Che cosa c’entra la storia di Federico Aldrovandi con il calcio? Lo spiega bene un comunicato della Curva Ovest prima della partita casalinga del 25 settembre contro il Lecce, che cade proprio in contemporanea con il 14* anniversario della morte del ragazzo, ucciso a 18 anni a Ferrara durante un controllo di polizia:
“E’ un simbolo d’amore, di lotta, di giustizia. Non diteci che non c’entra col calcio. Chi sta sui gradoni di una curva sa bene come in Ovest si celebri tutto ciò che crea appartenenza identitaria alla nostra città e Federico è fieramente entrato a far parte dell’identità della nostra città. Per questo lo vogliamo celebrare e ricordare. A tutti. Anche perché non accada mai più ai nostri figli quello che è successo a lui. Abbiamo ritenuto doveroso cogliere questa occasione per mostrare a tutta Italia il volto di un ragazzo che è divenuto nel corso degli anni, anche per il comportamento esemplare sempre tenuto dalla sua straordinaria famiglia, un simbolo della nostra città”.
Anniversari a parte, serie A o serie C, il tifo bianco-azzurro ma anche quello di molte altre squadre italiane unisce da una decina d’anni sport e diritti civili, pallone e giustizia, in un rapporto molto stretto con i genitori di Federico Aldrovandi. Un legame che è diventato anche più forte dopo che la bandiera con il volto di Aldo è stata proibita in alcuni stadi. E’ accaduto a Roma e a Genova, altre società sono state sanzionate perché i loro tifosi hanno esposto striscioni o immagini del ragazzo. Il giudice sportivo ha stabilito infatti che l’immagine di Federico rappresenta una provocazione nei confronti delle forze dell’ordine. Ma mentre altre bandiere “diabolicamente” non trovano ostacoli la memoria non si diffida e la solidarietà è comunque cresciuta.

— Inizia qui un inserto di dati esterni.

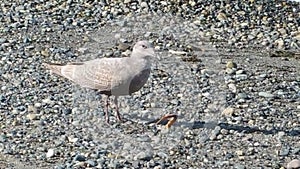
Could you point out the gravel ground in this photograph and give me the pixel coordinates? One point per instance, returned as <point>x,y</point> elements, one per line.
<point>228,69</point>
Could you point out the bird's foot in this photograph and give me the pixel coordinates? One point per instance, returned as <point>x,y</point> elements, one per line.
<point>172,117</point>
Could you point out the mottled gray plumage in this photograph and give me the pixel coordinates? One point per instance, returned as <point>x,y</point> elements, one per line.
<point>111,76</point>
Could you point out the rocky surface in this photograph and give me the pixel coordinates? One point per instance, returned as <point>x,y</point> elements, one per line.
<point>228,69</point>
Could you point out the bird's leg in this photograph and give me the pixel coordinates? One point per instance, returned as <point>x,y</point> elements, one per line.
<point>117,109</point>
<point>170,122</point>
<point>106,110</point>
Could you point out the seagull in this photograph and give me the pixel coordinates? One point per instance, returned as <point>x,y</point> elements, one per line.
<point>113,76</point>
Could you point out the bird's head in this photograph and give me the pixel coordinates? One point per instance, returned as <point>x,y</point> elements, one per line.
<point>143,49</point>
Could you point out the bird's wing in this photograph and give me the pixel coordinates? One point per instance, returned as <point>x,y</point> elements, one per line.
<point>95,74</point>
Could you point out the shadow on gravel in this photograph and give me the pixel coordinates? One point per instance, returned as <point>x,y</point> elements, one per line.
<point>244,129</point>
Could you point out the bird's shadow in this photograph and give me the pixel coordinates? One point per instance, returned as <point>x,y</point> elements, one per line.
<point>235,127</point>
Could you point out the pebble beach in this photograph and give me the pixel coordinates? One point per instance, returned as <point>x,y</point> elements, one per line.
<point>230,70</point>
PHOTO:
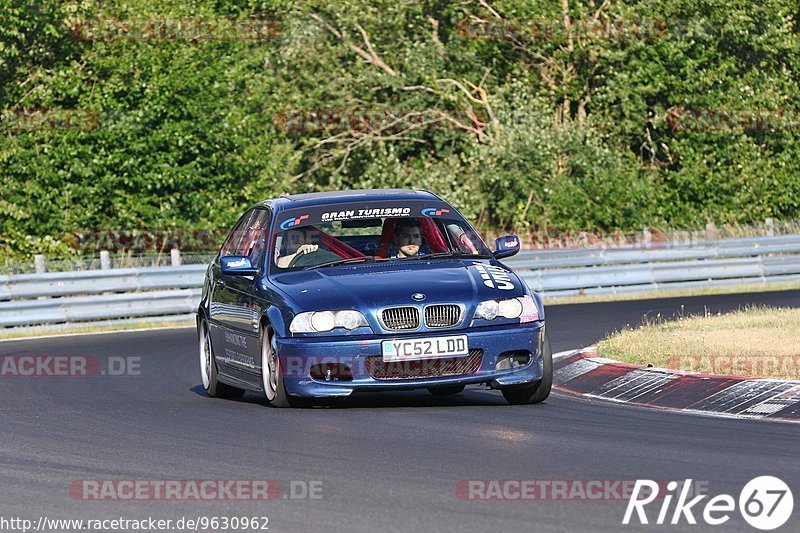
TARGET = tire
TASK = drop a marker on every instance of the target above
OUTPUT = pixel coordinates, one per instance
(541, 389)
(271, 373)
(208, 367)
(446, 391)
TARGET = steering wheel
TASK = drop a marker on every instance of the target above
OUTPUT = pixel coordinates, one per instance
(321, 255)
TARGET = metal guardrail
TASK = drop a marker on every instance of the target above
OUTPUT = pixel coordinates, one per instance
(66, 297)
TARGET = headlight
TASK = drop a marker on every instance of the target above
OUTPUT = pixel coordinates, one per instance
(523, 308)
(320, 321)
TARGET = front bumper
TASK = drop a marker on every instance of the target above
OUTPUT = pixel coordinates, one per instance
(298, 355)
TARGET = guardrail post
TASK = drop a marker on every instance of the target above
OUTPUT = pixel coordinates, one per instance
(38, 262)
(105, 260)
(711, 233)
(175, 255)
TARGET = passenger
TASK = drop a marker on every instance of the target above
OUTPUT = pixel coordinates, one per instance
(296, 242)
(407, 239)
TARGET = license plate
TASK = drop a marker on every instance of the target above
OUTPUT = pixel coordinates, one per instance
(410, 349)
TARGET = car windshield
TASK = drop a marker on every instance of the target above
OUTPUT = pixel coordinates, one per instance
(331, 243)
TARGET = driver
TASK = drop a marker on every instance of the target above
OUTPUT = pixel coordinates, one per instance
(296, 242)
(407, 239)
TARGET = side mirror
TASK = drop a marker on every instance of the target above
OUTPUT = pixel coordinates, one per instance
(506, 246)
(237, 265)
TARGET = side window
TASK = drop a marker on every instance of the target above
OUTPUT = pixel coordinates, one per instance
(235, 236)
(254, 240)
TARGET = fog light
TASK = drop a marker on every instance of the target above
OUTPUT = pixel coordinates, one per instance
(510, 360)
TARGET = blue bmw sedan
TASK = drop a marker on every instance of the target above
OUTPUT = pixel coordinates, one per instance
(324, 294)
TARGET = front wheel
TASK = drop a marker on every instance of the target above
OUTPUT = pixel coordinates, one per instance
(540, 390)
(271, 373)
(208, 367)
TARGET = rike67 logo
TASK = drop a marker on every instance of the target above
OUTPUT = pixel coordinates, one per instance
(765, 503)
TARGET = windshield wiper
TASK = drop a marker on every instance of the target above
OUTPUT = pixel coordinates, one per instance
(364, 259)
(438, 255)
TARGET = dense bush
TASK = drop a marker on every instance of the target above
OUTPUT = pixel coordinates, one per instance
(519, 132)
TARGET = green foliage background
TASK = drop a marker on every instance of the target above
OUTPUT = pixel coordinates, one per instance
(568, 137)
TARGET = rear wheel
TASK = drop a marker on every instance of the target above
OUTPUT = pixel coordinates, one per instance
(271, 373)
(208, 368)
(540, 390)
(446, 391)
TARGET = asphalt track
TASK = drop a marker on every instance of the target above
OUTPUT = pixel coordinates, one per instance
(386, 462)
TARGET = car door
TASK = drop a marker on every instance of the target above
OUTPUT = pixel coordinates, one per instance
(234, 314)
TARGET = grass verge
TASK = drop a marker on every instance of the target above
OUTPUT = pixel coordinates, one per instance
(756, 341)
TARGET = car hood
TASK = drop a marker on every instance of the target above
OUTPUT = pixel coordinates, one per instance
(375, 285)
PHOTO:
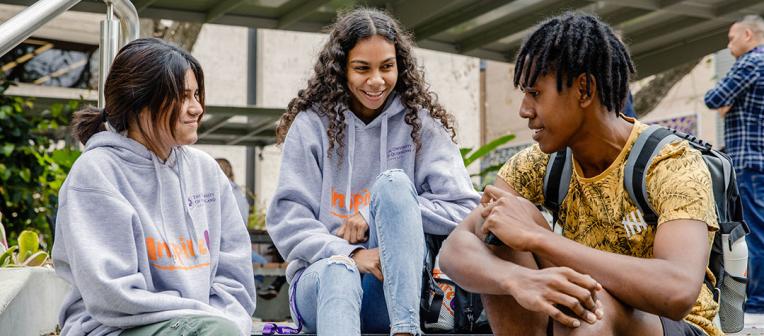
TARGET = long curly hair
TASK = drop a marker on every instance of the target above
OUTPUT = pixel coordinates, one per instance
(327, 90)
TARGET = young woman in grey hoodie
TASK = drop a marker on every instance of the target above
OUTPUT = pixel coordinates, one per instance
(148, 232)
(369, 166)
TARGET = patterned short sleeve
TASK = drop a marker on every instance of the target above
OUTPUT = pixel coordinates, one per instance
(679, 185)
(524, 172)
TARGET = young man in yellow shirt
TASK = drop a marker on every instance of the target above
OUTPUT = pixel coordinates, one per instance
(609, 272)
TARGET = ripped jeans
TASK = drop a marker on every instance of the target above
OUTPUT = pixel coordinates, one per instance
(333, 298)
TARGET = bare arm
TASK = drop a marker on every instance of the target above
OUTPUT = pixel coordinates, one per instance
(500, 271)
(666, 285)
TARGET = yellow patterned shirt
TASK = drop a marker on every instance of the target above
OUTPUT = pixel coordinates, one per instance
(598, 212)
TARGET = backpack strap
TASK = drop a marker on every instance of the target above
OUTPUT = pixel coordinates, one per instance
(559, 169)
(648, 145)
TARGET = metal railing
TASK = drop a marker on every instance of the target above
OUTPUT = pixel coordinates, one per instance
(22, 25)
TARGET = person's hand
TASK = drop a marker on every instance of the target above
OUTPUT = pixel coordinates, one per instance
(367, 261)
(354, 230)
(512, 219)
(556, 289)
(723, 110)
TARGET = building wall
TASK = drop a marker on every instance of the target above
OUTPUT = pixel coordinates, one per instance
(223, 53)
(685, 98)
(285, 62)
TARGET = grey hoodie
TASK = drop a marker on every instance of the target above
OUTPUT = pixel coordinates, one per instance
(317, 193)
(143, 241)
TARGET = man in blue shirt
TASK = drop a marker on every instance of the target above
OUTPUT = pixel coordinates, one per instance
(739, 97)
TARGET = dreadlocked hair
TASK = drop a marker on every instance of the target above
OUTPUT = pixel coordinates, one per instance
(573, 44)
(327, 92)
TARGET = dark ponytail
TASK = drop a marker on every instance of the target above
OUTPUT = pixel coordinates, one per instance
(87, 123)
(147, 74)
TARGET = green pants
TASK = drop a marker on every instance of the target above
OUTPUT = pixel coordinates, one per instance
(195, 325)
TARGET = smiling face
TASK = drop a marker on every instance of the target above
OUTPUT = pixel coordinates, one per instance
(190, 113)
(372, 73)
(554, 117)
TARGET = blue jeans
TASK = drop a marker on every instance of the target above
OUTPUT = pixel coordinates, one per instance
(333, 298)
(751, 185)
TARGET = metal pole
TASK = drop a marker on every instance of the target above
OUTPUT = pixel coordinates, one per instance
(109, 38)
(128, 19)
(22, 25)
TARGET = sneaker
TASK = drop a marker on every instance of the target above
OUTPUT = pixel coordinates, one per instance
(754, 321)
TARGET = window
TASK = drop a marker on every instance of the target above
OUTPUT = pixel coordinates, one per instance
(52, 63)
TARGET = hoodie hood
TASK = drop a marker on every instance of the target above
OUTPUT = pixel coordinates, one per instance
(318, 190)
(135, 153)
(141, 240)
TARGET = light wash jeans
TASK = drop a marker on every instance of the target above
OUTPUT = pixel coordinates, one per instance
(333, 298)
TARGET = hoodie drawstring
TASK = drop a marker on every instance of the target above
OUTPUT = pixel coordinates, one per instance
(190, 225)
(383, 145)
(163, 230)
(350, 157)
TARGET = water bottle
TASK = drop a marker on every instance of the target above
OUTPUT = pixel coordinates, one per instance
(733, 283)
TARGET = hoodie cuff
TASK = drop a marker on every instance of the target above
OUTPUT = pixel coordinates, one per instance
(344, 249)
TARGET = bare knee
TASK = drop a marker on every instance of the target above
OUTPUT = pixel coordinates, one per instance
(618, 319)
(507, 317)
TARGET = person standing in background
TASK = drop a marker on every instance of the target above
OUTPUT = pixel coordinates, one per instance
(238, 193)
(739, 98)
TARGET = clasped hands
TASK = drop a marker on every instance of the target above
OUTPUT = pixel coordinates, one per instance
(562, 293)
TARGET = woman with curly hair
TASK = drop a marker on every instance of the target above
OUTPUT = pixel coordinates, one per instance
(369, 166)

La coreografia Ultrà nella partita Spal – Lecce sarà quest’anno l’unico ricordo pubblico per quanto spontaneo. Per la prima volta dopo 14 anni non sono previsti manifestazioni, cortei o concerti. L’Associazione Federico Aldrovandi si è sciolta quest’estate. Una scelta dolorosa e sofferta dietro alla quale sta la volontà della famiglia. Lo ha spiegato così la mamma Patrizia Moretti:
“Non è vero che il tempo aiuta, anzi è sempre peggio: per me, per mio figlio Stefano, per mio marito Lino, il dolore è lacerante, continuo, enorme e diventa un buco nero a ogni commemorazione. Non ce la facciamo più a condividere sempre pubblicamente la nostra testimonianza e sentiamo il bisogno di ritirarci nel guscio. Non è possibile elaborare un lutto del genere ma vogliamo provare a farlo in famiglia. Ora che la memoria di Federico è una memoria condivisa lasciamo a voi giovani la memoria collettiva che non si deve disperdere, anzi, ringrazio sin da ora chi vorrà ricordarlo in altri contesti, che sia in un concerto o in curva, in un dibattito o in un incontro pubblico”.
Ma cosa è cambiato in questi 14 anni?
“C’è una maggiore consapevolezza ma per il resto non è cambiato nulla, spiega la mamma di Aldro, dopo le sentenze del 2012 ci si aspettava un cambiamento e invece le regole sono rimaste le stesse, i poliziotti hanno continuato a indossare la divisa“.
Sarà della partita come in tutti i turni casalinghi della Spal, il padre di Federico, Lino Aldrovandi. Da ormai vecchi tifosi, seduti a pochi seggiolini di distanza, tribuna blu settore dispari, assisteremo ad una partita che non è solo un gioco . Già che c’entra con il calcio? Tanto.